Former Sinopec Chairman Says Chinese Executives Think Climate Change Can Wait
Perhaps an ex-Big Oil executive is an unlikely candidate to open a forum on sustainability. Yet on Wednesday at the inaugural Fortune Global Sustainability Forum in Yunnan, China, the former chairman of CNOOC and Sinopec, Fu Chengyu, was first to take the stage—and delivered a pressing, if unexpected, message.
“Urgency is really the problem that business leaders need to focus on, because a lot of things are happening very quickly,” Fu told the audience.
Last year, climate scientists warned the world had 12 years to tackle climate change. This year, some climate watchers shortened the deadline by 18 months. Now, just last month, McKinsey & Company released a report that declared the world has already reached a tipping point on sustainable issues: with climate impacts already locked in for the next decade, change needs to happen now.
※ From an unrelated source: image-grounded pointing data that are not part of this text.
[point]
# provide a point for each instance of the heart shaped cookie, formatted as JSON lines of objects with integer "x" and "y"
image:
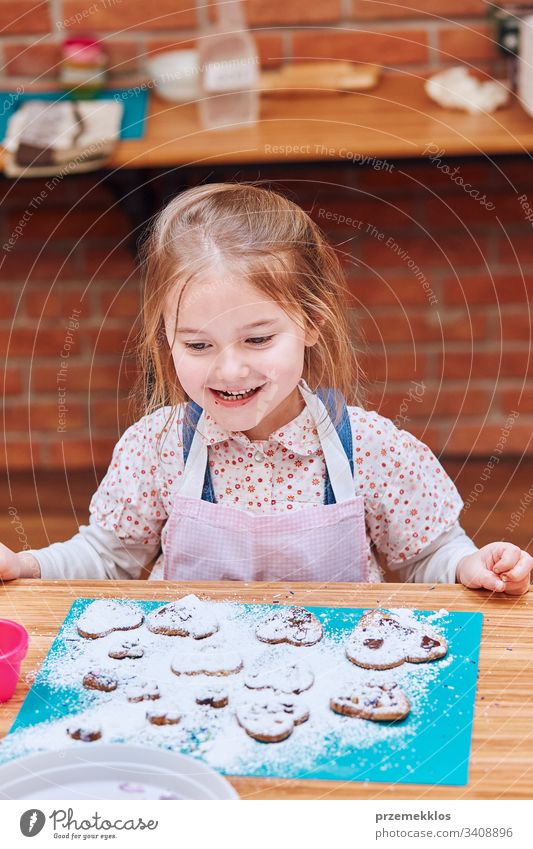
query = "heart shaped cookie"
{"x": 187, "y": 617}
{"x": 294, "y": 625}
{"x": 106, "y": 615}
{"x": 272, "y": 718}
{"x": 382, "y": 641}
{"x": 287, "y": 678}
{"x": 371, "y": 700}
{"x": 207, "y": 663}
Fu’s comment was really directed at industry leaders in China, whom he thinks have grasped the importance of sustainability but have failed to prioritize it. Fu said that some corporations are reluctant to embrace sustainable initiatives because of the costs of making equipment or procedures more green. That objection is not unique to Chinese business; nevertheless, Fu dismissed it as a fallacy.
“You need to spend money to upgrade our facilities, but that’s a one-time payment and over the next ten, 20 years you’ll continue to make profit,” Fu said adding that, in fact, “greening” facilities can ultimately save money by lowering energy costs.
However, as businesses in China continue to drag their feet on implementing environmental protections, Fu believes the government needs to do more to encourage them. For example, China currently operates a national “cap and trade” market for carbon emissions. The scheme was inspired by a similar policy in the EU and so far runs across seven pilot zones in China.
Under the initiative, each zone has a cap on total carbon emissions. Companies can then bid and trade for greater allowances. But Fu says placing a cap at a provincial, or “zone” level isn’t good enough: “They need to give a cap to every company.”
That sort of heavy-handed governance certainly wouldn’t sit well in the U.S. but in China, where some of the largest polluters are also state-owned, it could easily happen. If only they had a sense of urgency.